Israelis can't live with monsters on our borders anymore
In case anyone is unsure why Israel is still at war, show them this
There is something very private about death – or at least there should be. Perhaps that is why murder is so horrifying. Life is the one thing that belongs only to the individual and the creator.
Invading your body to steal that spark of holiness is a defilement beyond words.
The Gazan invaders went a step beyond murder. They murdered with glee. Laughing with joy.
Signs of their enthusiasm remain, one year later.
How are you supposed to deal with places where this frenzy took place? Places where people you knew and loved had this done to them?

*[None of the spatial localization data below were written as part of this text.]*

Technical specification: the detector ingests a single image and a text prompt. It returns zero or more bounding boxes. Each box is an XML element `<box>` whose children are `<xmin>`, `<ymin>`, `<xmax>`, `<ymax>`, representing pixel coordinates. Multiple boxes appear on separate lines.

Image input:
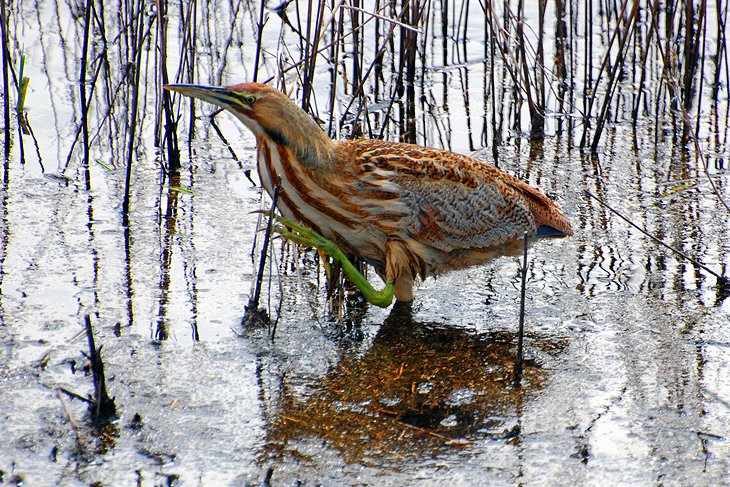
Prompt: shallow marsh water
<box><xmin>2</xmin><ymin>0</ymin><xmax>730</xmax><ymax>485</ymax></box>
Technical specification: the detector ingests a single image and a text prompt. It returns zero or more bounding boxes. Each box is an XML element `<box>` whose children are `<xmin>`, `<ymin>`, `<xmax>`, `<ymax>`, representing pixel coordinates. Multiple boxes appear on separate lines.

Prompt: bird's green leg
<box><xmin>274</xmin><ymin>217</ymin><xmax>395</xmax><ymax>308</ymax></box>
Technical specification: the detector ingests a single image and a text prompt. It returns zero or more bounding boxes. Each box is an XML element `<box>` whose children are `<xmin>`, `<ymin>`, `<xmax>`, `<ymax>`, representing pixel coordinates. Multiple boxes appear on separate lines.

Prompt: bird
<box><xmin>164</xmin><ymin>82</ymin><xmax>572</xmax><ymax>308</ymax></box>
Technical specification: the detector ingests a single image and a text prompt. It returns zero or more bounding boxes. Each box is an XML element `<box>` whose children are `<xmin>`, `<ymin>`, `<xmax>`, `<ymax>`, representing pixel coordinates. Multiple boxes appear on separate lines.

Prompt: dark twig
<box><xmin>631</xmin><ymin>0</ymin><xmax>660</xmax><ymax>125</ymax></box>
<box><xmin>58</xmin><ymin>386</ymin><xmax>94</xmax><ymax>404</ymax></box>
<box><xmin>513</xmin><ymin>232</ymin><xmax>529</xmax><ymax>385</ymax></box>
<box><xmin>122</xmin><ymin>7</ymin><xmax>149</xmax><ymax>227</ymax></box>
<box><xmin>252</xmin><ymin>0</ymin><xmax>267</xmax><ymax>81</ymax></box>
<box><xmin>83</xmin><ymin>315</ymin><xmax>117</xmax><ymax>424</ymax></box>
<box><xmin>1</xmin><ymin>0</ymin><xmax>10</xmax><ymax>157</ymax></box>
<box><xmin>585</xmin><ymin>191</ymin><xmax>728</xmax><ymax>290</ymax></box>
<box><xmin>156</xmin><ymin>0</ymin><xmax>181</xmax><ymax>175</ymax></box>
<box><xmin>79</xmin><ymin>0</ymin><xmax>93</xmax><ymax>188</ymax></box>
<box><xmin>244</xmin><ymin>181</ymin><xmax>282</xmax><ymax>328</ymax></box>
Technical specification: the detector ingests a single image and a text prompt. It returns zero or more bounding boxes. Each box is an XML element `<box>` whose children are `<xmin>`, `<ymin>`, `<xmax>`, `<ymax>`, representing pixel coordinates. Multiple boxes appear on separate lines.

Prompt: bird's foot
<box><xmin>274</xmin><ymin>216</ymin><xmax>395</xmax><ymax>308</ymax></box>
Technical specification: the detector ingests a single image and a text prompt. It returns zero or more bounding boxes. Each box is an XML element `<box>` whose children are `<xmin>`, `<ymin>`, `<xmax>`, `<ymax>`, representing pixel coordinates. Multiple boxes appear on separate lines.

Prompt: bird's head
<box><xmin>164</xmin><ymin>82</ymin><xmax>335</xmax><ymax>169</ymax></box>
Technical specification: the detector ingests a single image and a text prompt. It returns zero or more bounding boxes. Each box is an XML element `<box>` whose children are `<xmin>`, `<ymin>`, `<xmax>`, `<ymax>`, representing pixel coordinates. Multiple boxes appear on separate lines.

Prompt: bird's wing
<box><xmin>393</xmin><ymin>168</ymin><xmax>537</xmax><ymax>252</ymax></box>
<box><xmin>347</xmin><ymin>140</ymin><xmax>546</xmax><ymax>253</ymax></box>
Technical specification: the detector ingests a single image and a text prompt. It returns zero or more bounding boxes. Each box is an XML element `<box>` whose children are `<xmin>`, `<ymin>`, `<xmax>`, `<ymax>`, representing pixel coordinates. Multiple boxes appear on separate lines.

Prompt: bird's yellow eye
<box><xmin>242</xmin><ymin>95</ymin><xmax>256</xmax><ymax>105</ymax></box>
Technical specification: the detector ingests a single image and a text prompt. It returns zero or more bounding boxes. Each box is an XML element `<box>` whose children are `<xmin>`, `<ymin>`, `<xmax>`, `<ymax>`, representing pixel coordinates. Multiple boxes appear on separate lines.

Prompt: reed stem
<box><xmin>0</xmin><ymin>0</ymin><xmax>9</xmax><ymax>158</ymax></box>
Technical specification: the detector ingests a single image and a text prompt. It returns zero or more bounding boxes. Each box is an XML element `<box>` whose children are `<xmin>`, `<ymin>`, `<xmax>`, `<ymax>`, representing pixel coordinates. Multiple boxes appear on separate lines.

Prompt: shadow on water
<box><xmin>259</xmin><ymin>302</ymin><xmax>567</xmax><ymax>468</ymax></box>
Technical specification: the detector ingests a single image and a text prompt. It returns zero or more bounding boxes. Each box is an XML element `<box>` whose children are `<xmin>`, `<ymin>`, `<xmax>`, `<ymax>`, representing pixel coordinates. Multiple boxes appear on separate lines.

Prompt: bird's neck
<box><xmin>264</xmin><ymin>102</ymin><xmax>336</xmax><ymax>171</ymax></box>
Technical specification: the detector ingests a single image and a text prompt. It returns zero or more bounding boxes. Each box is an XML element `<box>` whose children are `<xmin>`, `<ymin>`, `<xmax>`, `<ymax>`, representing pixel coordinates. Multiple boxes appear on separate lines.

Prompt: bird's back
<box><xmin>327</xmin><ymin>138</ymin><xmax>571</xmax><ymax>277</ymax></box>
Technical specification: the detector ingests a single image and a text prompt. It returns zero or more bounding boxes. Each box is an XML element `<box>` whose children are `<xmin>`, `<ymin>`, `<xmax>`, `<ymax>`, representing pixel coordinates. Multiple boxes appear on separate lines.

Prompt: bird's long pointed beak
<box><xmin>164</xmin><ymin>83</ymin><xmax>239</xmax><ymax>110</ymax></box>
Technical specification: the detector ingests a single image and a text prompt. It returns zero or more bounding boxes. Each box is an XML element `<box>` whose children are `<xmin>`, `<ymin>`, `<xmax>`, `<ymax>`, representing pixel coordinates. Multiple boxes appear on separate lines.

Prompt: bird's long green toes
<box><xmin>274</xmin><ymin>217</ymin><xmax>395</xmax><ymax>308</ymax></box>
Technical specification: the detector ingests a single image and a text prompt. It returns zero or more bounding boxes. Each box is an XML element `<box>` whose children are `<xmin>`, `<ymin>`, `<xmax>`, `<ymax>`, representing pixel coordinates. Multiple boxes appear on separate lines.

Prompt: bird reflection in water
<box><xmin>259</xmin><ymin>303</ymin><xmax>569</xmax><ymax>465</ymax></box>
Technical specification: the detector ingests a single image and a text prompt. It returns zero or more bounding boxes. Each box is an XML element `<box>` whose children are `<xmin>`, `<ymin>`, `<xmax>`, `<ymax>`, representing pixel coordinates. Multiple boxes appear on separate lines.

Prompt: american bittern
<box><xmin>165</xmin><ymin>83</ymin><xmax>572</xmax><ymax>308</ymax></box>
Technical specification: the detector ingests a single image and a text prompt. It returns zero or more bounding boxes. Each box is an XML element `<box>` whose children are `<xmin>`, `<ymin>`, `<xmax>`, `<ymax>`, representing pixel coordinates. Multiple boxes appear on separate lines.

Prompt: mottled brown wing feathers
<box><xmin>337</xmin><ymin>139</ymin><xmax>570</xmax><ymax>252</ymax></box>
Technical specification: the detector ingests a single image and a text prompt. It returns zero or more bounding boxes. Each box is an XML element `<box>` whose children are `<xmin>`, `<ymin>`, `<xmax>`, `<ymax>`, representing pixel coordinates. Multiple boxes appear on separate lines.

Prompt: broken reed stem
<box><xmin>84</xmin><ymin>315</ymin><xmax>117</xmax><ymax>423</ymax></box>
<box><xmin>483</xmin><ymin>0</ymin><xmax>500</xmax><ymax>155</ymax></box>
<box><xmin>326</xmin><ymin>1</ymin><xmax>342</xmax><ymax>138</ymax></box>
<box><xmin>16</xmin><ymin>53</ymin><xmax>28</xmax><ymax>115</ymax></box>
<box><xmin>711</xmin><ymin>0</ymin><xmax>729</xmax><ymax>103</ymax></box>
<box><xmin>581</xmin><ymin>0</ymin><xmax>632</xmax><ymax>151</ymax></box>
<box><xmin>681</xmin><ymin>0</ymin><xmax>703</xmax><ymax>140</ymax></box>
<box><xmin>267</xmin><ymin>233</ymin><xmax>285</xmax><ymax>340</ymax></box>
<box><xmin>585</xmin><ymin>190</ymin><xmax>728</xmax><ymax>288</ymax></box>
<box><xmin>341</xmin><ymin>3</ymin><xmax>421</xmax><ymax>32</ymax></box>
<box><xmin>694</xmin><ymin>1</ymin><xmax>708</xmax><ymax>140</ymax></box>
<box><xmin>175</xmin><ymin>0</ymin><xmax>199</xmax><ymax>137</ymax></box>
<box><xmin>520</xmin><ymin>0</ymin><xmax>548</xmax><ymax>139</ymax></box>
<box><xmin>349</xmin><ymin>0</ymin><xmax>364</xmax><ymax>121</ymax></box>
<box><xmin>397</xmin><ymin>1</ymin><xmax>419</xmax><ymax>144</ymax></box>
<box><xmin>122</xmin><ymin>6</ymin><xmax>147</xmax><ymax>227</ymax></box>
<box><xmin>1</xmin><ymin>0</ymin><xmax>9</xmax><ymax>158</ymax></box>
<box><xmin>304</xmin><ymin>0</ymin><xmax>317</xmax><ymax>108</ymax></box>
<box><xmin>513</xmin><ymin>232</ymin><xmax>529</xmax><ymax>386</ymax></box>
<box><xmin>56</xmin><ymin>389</ymin><xmax>84</xmax><ymax>448</ymax></box>
<box><xmin>79</xmin><ymin>0</ymin><xmax>93</xmax><ymax>188</ymax></box>
<box><xmin>156</xmin><ymin>0</ymin><xmax>181</xmax><ymax>175</ymax></box>
<box><xmin>247</xmin><ymin>181</ymin><xmax>281</xmax><ymax>326</ymax></box>
<box><xmin>253</xmin><ymin>0</ymin><xmax>266</xmax><ymax>82</ymax></box>
<box><xmin>590</xmin><ymin>0</ymin><xmax>639</xmax><ymax>154</ymax></box>
<box><xmin>301</xmin><ymin>0</ymin><xmax>328</xmax><ymax>114</ymax></box>
<box><xmin>536</xmin><ymin>0</ymin><xmax>547</xmax><ymax>111</ymax></box>
<box><xmin>580</xmin><ymin>0</ymin><xmax>594</xmax><ymax>148</ymax></box>
<box><xmin>554</xmin><ymin>0</ymin><xmax>569</xmax><ymax>135</ymax></box>
<box><xmin>632</xmin><ymin>0</ymin><xmax>660</xmax><ymax>125</ymax></box>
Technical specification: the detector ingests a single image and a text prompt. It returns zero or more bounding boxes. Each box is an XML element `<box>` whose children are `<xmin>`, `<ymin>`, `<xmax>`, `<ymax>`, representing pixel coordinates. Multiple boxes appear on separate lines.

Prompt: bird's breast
<box><xmin>256</xmin><ymin>139</ymin><xmax>398</xmax><ymax>262</ymax></box>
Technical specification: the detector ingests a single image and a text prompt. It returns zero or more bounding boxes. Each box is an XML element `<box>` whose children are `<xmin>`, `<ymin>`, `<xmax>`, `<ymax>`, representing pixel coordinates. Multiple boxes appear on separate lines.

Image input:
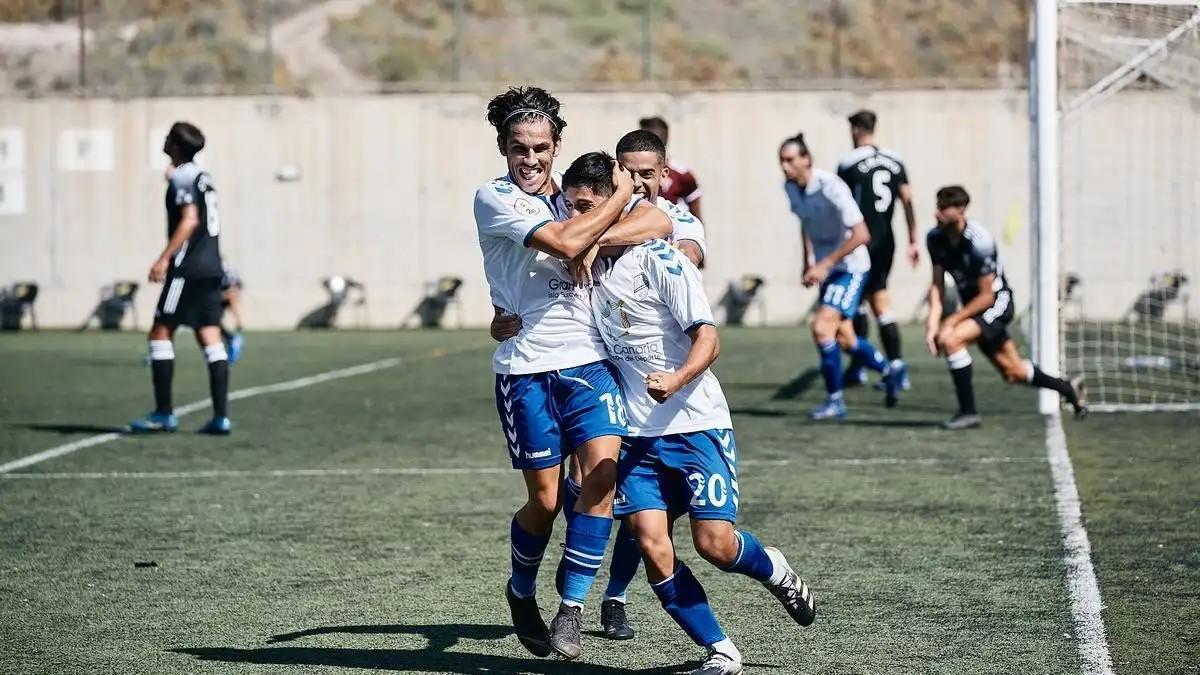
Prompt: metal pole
<box><xmin>78</xmin><ymin>0</ymin><xmax>86</xmax><ymax>90</ymax></box>
<box><xmin>453</xmin><ymin>0</ymin><xmax>464</xmax><ymax>82</ymax></box>
<box><xmin>1032</xmin><ymin>0</ymin><xmax>1060</xmax><ymax>414</ymax></box>
<box><xmin>642</xmin><ymin>0</ymin><xmax>652</xmax><ymax>81</ymax></box>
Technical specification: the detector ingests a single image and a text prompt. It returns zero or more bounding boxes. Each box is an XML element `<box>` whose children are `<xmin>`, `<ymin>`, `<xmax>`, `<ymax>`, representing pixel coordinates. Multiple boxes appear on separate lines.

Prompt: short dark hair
<box><xmin>780</xmin><ymin>131</ymin><xmax>810</xmax><ymax>157</ymax></box>
<box><xmin>615</xmin><ymin>129</ymin><xmax>666</xmax><ymax>164</ymax></box>
<box><xmin>936</xmin><ymin>185</ymin><xmax>971</xmax><ymax>209</ymax></box>
<box><xmin>486</xmin><ymin>86</ymin><xmax>567</xmax><ymax>153</ymax></box>
<box><xmin>561</xmin><ymin>151</ymin><xmax>616</xmax><ymax>198</ymax></box>
<box><xmin>167</xmin><ymin>121</ymin><xmax>205</xmax><ymax>160</ymax></box>
<box><xmin>638</xmin><ymin>116</ymin><xmax>669</xmax><ymax>139</ymax></box>
<box><xmin>847</xmin><ymin>110</ymin><xmax>877</xmax><ymax>132</ymax></box>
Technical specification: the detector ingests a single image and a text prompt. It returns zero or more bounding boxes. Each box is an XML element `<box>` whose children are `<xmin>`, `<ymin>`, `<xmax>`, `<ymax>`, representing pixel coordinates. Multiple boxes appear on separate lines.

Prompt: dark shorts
<box><xmin>154</xmin><ymin>276</ymin><xmax>223</xmax><ymax>328</ymax></box>
<box><xmin>971</xmin><ymin>289</ymin><xmax>1015</xmax><ymax>354</ymax></box>
<box><xmin>864</xmin><ymin>239</ymin><xmax>895</xmax><ymax>296</ymax></box>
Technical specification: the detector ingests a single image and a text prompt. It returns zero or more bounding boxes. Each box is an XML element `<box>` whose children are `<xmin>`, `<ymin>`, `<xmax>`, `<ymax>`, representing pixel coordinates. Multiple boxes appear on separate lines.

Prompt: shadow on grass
<box><xmin>769</xmin><ymin>368</ymin><xmax>822</xmax><ymax>401</ymax></box>
<box><xmin>171</xmin><ymin>622</ymin><xmax>731</xmax><ymax>674</ymax></box>
<box><xmin>14</xmin><ymin>422</ymin><xmax>128</xmax><ymax>434</ymax></box>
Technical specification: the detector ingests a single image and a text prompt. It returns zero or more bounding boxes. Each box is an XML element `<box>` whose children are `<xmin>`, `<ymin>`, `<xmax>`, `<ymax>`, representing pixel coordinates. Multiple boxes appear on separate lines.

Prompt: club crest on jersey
<box><xmin>513</xmin><ymin>197</ymin><xmax>541</xmax><ymax>217</ymax></box>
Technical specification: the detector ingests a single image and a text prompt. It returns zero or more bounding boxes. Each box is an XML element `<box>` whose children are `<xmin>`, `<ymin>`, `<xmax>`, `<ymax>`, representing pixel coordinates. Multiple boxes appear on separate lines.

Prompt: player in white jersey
<box><xmin>489</xmin><ymin>129</ymin><xmax>709</xmax><ymax>641</ymax></box>
<box><xmin>558</xmin><ymin>152</ymin><xmax>815</xmax><ymax>675</ymax></box>
<box><xmin>779</xmin><ymin>132</ymin><xmax>905</xmax><ymax>420</ymax></box>
<box><xmin>474</xmin><ymin>87</ymin><xmax>672</xmax><ymax>661</ymax></box>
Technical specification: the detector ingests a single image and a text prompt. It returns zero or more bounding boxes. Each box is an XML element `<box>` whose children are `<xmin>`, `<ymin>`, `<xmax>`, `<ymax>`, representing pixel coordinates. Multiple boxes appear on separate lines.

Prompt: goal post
<box><xmin>1033</xmin><ymin>0</ymin><xmax>1200</xmax><ymax>413</ymax></box>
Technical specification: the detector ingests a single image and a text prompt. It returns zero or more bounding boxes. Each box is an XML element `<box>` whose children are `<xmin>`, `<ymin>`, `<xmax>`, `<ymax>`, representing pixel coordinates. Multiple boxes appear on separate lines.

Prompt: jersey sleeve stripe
<box><xmin>522</xmin><ymin>220</ymin><xmax>552</xmax><ymax>248</ymax></box>
<box><xmin>685</xmin><ymin>319</ymin><xmax>716</xmax><ymax>333</ymax></box>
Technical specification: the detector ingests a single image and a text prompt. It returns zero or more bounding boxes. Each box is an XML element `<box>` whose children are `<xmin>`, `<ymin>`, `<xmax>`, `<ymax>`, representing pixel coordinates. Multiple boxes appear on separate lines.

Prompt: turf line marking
<box><xmin>0</xmin><ymin>455</ymin><xmax>1042</xmax><ymax>480</ymax></box>
<box><xmin>1045</xmin><ymin>413</ymin><xmax>1116</xmax><ymax>675</ymax></box>
<box><xmin>0</xmin><ymin>346</ymin><xmax>480</xmax><ymax>475</ymax></box>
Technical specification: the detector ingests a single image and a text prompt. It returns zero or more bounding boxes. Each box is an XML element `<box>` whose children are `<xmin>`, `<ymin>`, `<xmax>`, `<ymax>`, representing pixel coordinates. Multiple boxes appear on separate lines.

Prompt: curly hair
<box><xmin>485</xmin><ymin>86</ymin><xmax>567</xmax><ymax>153</ymax></box>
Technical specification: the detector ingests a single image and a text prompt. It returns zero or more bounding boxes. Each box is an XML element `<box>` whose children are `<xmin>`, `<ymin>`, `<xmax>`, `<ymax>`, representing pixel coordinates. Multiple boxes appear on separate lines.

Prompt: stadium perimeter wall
<box><xmin>0</xmin><ymin>90</ymin><xmax>1195</xmax><ymax>330</ymax></box>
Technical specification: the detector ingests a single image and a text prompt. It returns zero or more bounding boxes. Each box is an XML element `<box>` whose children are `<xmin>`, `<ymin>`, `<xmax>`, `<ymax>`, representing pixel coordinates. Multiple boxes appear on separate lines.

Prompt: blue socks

In Kfar Aza, the “young people’s neighborhood” remains untouched. While other areas of the kibbutz are being renovated and refreshed so that life can return to them, this neighborhood is frozen in time - from the bullet holes in the walls and the signs left behind by the rescue workers to the dishes left in the sink by people who will never have another morning. From here hostages were taken and others were murdered. Here the kibbutz decided that visitors could bear witness to the remains of the horror that occurred throughout their community.
Most of the homes are blocked off with red tape. Families who agreed to have visitors see, wanted to keep those last moments between their loved ones and their murderers and the people who found them to themselves. Not private but also not open for all.
One family decided they want visitors to see. They want everyone to know.
A sign above the door explains that the family requests visitors enter. Here Sivan Elkabets and Naor Hasidim lived and died together. Their families added enlarged photos to the house so visitors could see the before, not just the after – an image of their bedroom, clean and neat in contrast to the mattress flipped upside down and the mess on the floor. Images in the living room of the happy couple. The last Whatsapp conversation Sivan’s dad had with his daughter and her boyfriend, Naor.
I couldn’t take in everything I was seeing. All I could see where the holes everywhere… bullet holes… holes also from a grenade? The walls, the refrigerator, even the ceiling, riddled with holes.
The murderers were ecstatic.
This is the entrance to their home. Just this is enough to convey the horror.
The holes in the washing machine. The door. The walls. On the wall under the window, in small letters instructions for the Zaka crew: “Human remains on the couch.”
The bigger writing on the other wall, a mixture of different crews who checked the house for safety and what other tasks needed to be done there. The writing in yellow indicates that on October 11th, 3 days after the invasion, there was a dead terrorist that still needed to be removed. On the door, the Zaka sticker from when the house was finally cleared.
Around the world many seem to have forgotten (or pretend not to know) what happened that day. We cannot. We will not.
We meant it when we said NEVER AGAIN.
The headline to your piece is really all that needs to be said and I am sad & frustrated that so many people do not realise or understand.
Can Israel afford to tolerate heavily armed, genocidal, fundamentalist Islamists just over its border? Of course not. That’s it.
Bless you.
Am Yisrael Chai 🇮🇱.
Thank you for sharing. Can't think of a stronger argument for annexing Gaza, Judea, and Samaria.